In 2008 Business Week reported that Kimberly-Clark had run a charm school for its pared-down IT workforce. The consumer packaged goods giant had recently outsourced almost 80 percent of its technology staff, and there were high expectations for the survivors. Improving communications with the business constituency was a priority. Hence the techie finishing school.
There’s a great Dilbert cartoon in which Dilbert asks a user for his business requirements. The user suggest that instead Dilbert just build the system, “and then I’ll tell your boss that it doesn’t meet my needs.” Welcome to a new era of shared accountability where the business is—or at least, should be—as much on the hook for IT project success as IT is.
As we’ve formalized business requirements gathering processes and even adopted new tools to help us automate them, business users can no longer simply finger-wag at IT. They’ve got skin in the game, too. As much as they’d prefer to call someone to run some numbers, or rattle of a wish list in a status meeting, business stakeholders need formal rules of engagement just as much as their IT brethren. Likewise, IT managers can’t simply rely on the overblown promises of iterative prototyping to draw users in, or depend on their trusty enterprise app vendor to prescribe a solution in a vacuum. Mutual accountability is the new black.
The diagram below illustrates an example of a sustained hand-off cycle between IT and the business at one of our clients:
In essence, this was the unified gameplan that had been missing. In this new world, the business can’t enlist IT until they’ve done their own homework. This means thoroughly defining the initiative—here, ensuring that it’s aligned to strategy and a complete business case is developed—before engaging IT and entering the development pipeline. Note that each of the numbered steps represents its own process or set of processes. (IT people will enjoy the divine justice that there are more steps on the business side.)

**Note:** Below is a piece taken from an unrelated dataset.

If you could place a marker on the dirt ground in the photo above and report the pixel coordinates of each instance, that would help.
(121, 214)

Business stakeholders need to not only adopt their own processes for defining and justifying initiatives, but they have to articulate their expectations clearly and stay actively involved in delivery. The days of the IT-business mind-meld when technology staff relied on gut-feel, personal relationships, and so much storytelling to arrive at the right technology solution are over. So are the days of what blogger Xavier Noemann calls the “Kramden-esque hamana hamana” of user-speak. The fact is business users have to step up, articulate their desired outcomes, and work with IT. And maybe they can start being nicer to each other, charm school be damned!